Washington (AFP)

Despite Walmart's attempts to ignite a backfire, American justice has decided to sue the distribution giant, accusing it of fueling the opioid crisis which has left hundreds of thousands of deaths in the United States. .

The Ministry of Justice calls for "civil sanctions which could amount to billions of dollars," he said in a statement.

According to him, Walmart illegally distributed normally controlled substances in pharmacies the group operates across the United States and "illegally distributed controlled and prescription substances at the height of the opioid crisis."

"As one of the largest drugstore chains and drug distributors in the country, Walmart had the responsibility and the means to help prevent opioid diversion," said Jeffrey Bossert Clark, Acting Deputy Attorney General cited in the press release.
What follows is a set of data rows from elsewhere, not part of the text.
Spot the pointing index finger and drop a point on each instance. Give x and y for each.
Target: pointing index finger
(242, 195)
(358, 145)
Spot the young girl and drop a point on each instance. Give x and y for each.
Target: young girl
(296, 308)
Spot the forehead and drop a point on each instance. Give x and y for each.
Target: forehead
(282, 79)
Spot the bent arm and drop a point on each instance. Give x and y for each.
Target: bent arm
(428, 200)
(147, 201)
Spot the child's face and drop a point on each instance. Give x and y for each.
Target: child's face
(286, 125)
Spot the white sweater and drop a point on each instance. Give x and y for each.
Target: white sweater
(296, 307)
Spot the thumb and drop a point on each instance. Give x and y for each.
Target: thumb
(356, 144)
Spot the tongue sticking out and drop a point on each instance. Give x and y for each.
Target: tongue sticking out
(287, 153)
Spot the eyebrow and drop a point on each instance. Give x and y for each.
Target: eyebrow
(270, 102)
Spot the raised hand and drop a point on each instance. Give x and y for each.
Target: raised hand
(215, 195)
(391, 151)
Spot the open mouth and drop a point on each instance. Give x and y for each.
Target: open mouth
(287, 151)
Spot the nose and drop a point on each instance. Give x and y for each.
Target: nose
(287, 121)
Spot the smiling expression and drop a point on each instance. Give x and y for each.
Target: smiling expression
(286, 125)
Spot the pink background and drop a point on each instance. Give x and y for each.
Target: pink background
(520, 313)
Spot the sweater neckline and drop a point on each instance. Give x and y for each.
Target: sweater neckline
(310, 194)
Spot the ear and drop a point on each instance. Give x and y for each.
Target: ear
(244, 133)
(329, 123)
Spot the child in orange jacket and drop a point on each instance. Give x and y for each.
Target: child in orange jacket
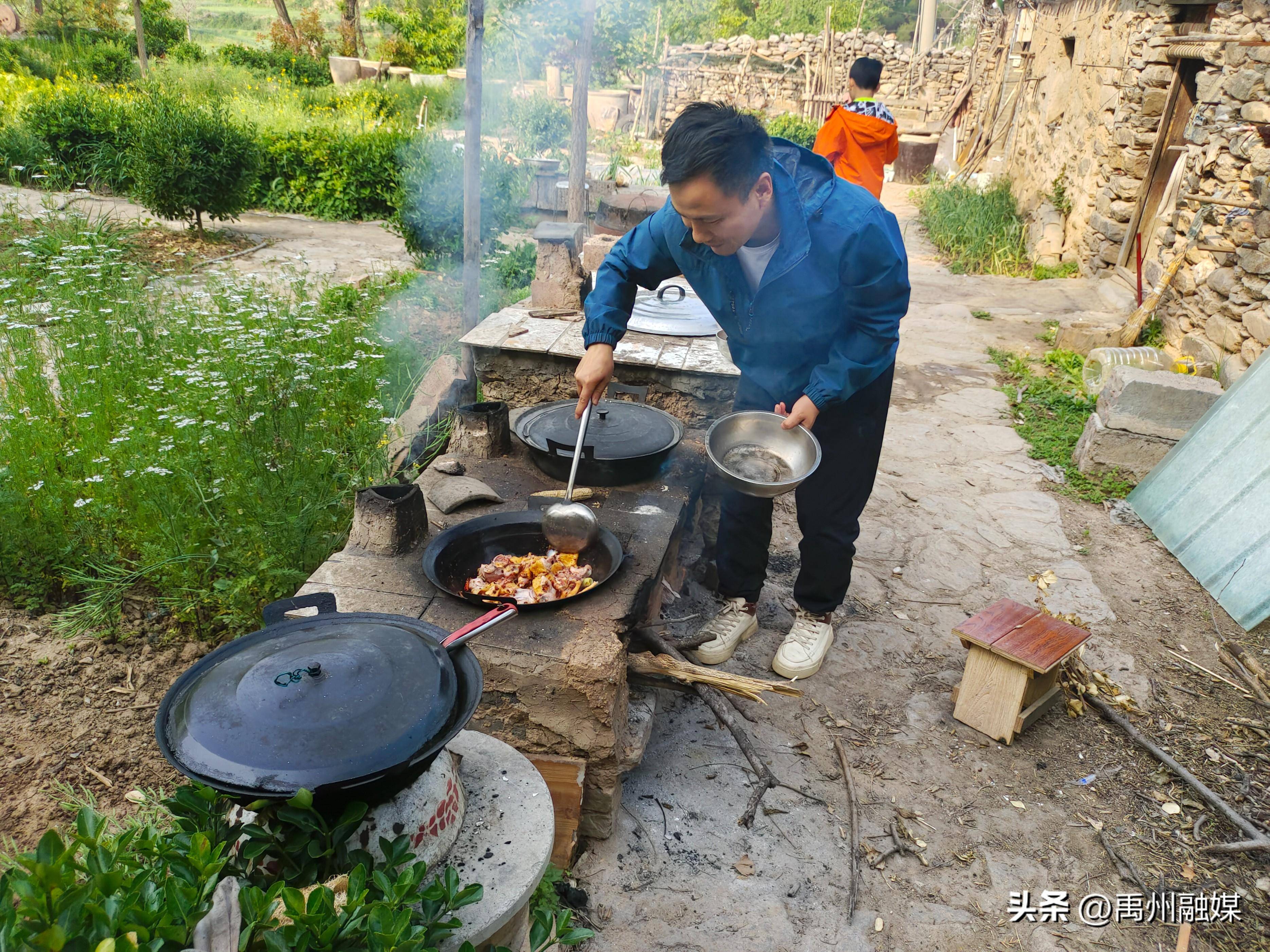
(860, 138)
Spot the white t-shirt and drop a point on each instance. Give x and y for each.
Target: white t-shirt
(754, 261)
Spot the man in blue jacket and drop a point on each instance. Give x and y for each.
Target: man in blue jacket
(808, 276)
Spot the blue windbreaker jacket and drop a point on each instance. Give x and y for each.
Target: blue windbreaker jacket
(825, 321)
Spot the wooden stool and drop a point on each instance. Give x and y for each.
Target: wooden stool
(1012, 671)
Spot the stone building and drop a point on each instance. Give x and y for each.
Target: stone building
(1127, 111)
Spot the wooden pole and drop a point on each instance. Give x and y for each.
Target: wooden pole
(578, 139)
(141, 36)
(472, 182)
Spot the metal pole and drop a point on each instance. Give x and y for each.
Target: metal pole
(926, 26)
(141, 36)
(578, 140)
(472, 182)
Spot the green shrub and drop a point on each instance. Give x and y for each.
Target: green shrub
(108, 63)
(21, 59)
(795, 129)
(163, 31)
(87, 129)
(187, 53)
(427, 36)
(980, 233)
(299, 68)
(431, 206)
(331, 173)
(192, 160)
(213, 442)
(22, 153)
(539, 125)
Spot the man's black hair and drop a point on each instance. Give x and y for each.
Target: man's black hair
(720, 141)
(866, 73)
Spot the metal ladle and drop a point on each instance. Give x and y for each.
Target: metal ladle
(569, 526)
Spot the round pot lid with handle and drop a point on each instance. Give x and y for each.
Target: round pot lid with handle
(319, 702)
(672, 310)
(618, 429)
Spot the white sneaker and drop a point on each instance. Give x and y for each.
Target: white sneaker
(803, 652)
(732, 626)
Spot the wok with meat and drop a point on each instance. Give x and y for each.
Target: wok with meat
(531, 579)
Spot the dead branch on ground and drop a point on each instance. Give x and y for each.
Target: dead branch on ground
(684, 671)
(727, 716)
(1256, 838)
(854, 816)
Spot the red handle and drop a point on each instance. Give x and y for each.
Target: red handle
(474, 627)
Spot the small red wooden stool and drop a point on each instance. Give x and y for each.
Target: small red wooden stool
(1012, 671)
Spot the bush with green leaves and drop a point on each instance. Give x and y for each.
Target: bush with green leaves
(163, 31)
(539, 125)
(331, 173)
(795, 129)
(298, 68)
(190, 162)
(431, 205)
(427, 36)
(187, 53)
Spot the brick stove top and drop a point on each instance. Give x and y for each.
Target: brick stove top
(555, 681)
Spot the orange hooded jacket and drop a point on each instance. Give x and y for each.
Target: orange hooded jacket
(858, 146)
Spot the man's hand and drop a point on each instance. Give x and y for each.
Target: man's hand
(593, 371)
(804, 412)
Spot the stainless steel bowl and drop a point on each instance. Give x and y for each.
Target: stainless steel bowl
(754, 455)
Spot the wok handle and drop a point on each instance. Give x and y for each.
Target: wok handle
(577, 452)
(277, 611)
(476, 627)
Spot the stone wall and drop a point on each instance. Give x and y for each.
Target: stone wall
(773, 74)
(1094, 121)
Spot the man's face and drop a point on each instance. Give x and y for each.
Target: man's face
(718, 220)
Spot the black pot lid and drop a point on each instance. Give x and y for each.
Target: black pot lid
(309, 702)
(618, 429)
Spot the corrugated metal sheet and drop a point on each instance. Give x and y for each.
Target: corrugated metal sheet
(1210, 499)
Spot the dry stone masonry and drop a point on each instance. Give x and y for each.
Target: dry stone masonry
(773, 74)
(1103, 78)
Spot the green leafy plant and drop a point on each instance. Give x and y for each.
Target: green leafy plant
(1050, 407)
(426, 35)
(331, 173)
(431, 202)
(539, 125)
(1063, 270)
(191, 162)
(140, 889)
(793, 127)
(187, 53)
(980, 233)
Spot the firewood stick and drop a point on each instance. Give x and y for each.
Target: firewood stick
(718, 702)
(1248, 662)
(1256, 840)
(1240, 672)
(853, 806)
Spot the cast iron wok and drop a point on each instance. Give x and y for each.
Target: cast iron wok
(383, 781)
(459, 553)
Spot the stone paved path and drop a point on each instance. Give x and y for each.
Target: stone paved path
(337, 252)
(963, 513)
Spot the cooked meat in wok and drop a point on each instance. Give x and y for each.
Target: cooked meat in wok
(533, 579)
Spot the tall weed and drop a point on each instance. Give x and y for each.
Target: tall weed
(980, 233)
(206, 442)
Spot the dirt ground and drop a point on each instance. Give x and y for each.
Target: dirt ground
(964, 517)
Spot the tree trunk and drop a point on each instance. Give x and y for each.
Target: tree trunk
(141, 36)
(578, 139)
(472, 181)
(281, 7)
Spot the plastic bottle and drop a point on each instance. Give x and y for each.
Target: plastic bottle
(1098, 366)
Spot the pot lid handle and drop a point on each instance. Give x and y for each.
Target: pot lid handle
(642, 393)
(276, 612)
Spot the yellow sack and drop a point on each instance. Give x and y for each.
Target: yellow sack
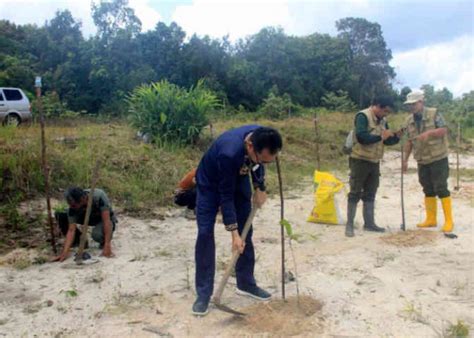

"Instead, for years, he has done the opposite: accepting thousands of invalid prescriptions in his pharmacies and failing to report suspicious prescriptions for opiates," he added, stressing that "this behavior illegal has contributed to the opioid abuse epidemic across the United States. "

Asked by AFP, Walmart had not yet reacted.

Addiction to opioid drugs killed more than 400,000 people in the United States between 1999 and 2018.

Their consumption exploded from 2013, leading President Donald Trump to declare a "public health emergency" in 2017.

This crisis was even considered responsible for the drop in life expectancy in the United States between 2014 and 2017.

- "Wear the hat" -

The justice announcement comes two months to the day after Walmart filed a lawsuit in Texas court.

The group then claimed to be the victim of an unjust attempt by the government to make it "wear the hat" for the overuse of ultra-addictive opiate drugs.

In its complaint, the supermarket chain - which has some 5,000 stores in the United States, with almost all pharmacy points - estimated that by criticizing its pharmacists for not having refused to provide opiates prescribed by doctors, the ministry Justice and the US drug regulatory agency DEA put pharmacists "in an untenable position."

Driven by aggressive marketing from pharmaceutical companies, especially to doctors, the prescription of opioid pain-relieving drugs, until then reserved for serious illnesses, exploded in the late 1990s.

Walmart accuses the DEA of seeking to clear itself of its "deep mistakes" in the management of this crisis: audits have in fact concluded that the federal agency had not, as it should have, prevented the laboratories from producing quantities increasingly important of these drugs nor, in 70% of cases, withdrawn their license to doctors whose prescriptions were in question.

According to the complaint, the ministry and the DEA are bitter against Walmart, spending for several years considerable sums on an investigation which, failing to lead to criminal proceedings, would now aim to extract substantial civil damages from it.

The group asked the Texas court to make it clear that the group and its pharmacists did not have the legal responsibilities the government and the DEA would want them to have.

For now, this complaint has not been successful.

Other major US drug distributors - like Cardinal Health or McKesson - have been sued in the past by local or state authorities, who accuse them of turning a blind eye to millions of prescriptions for opioid drugs at the time. that they knew they were addicting.

An amicable settlement was found between three distributors and two counties in Ohio in October 2019.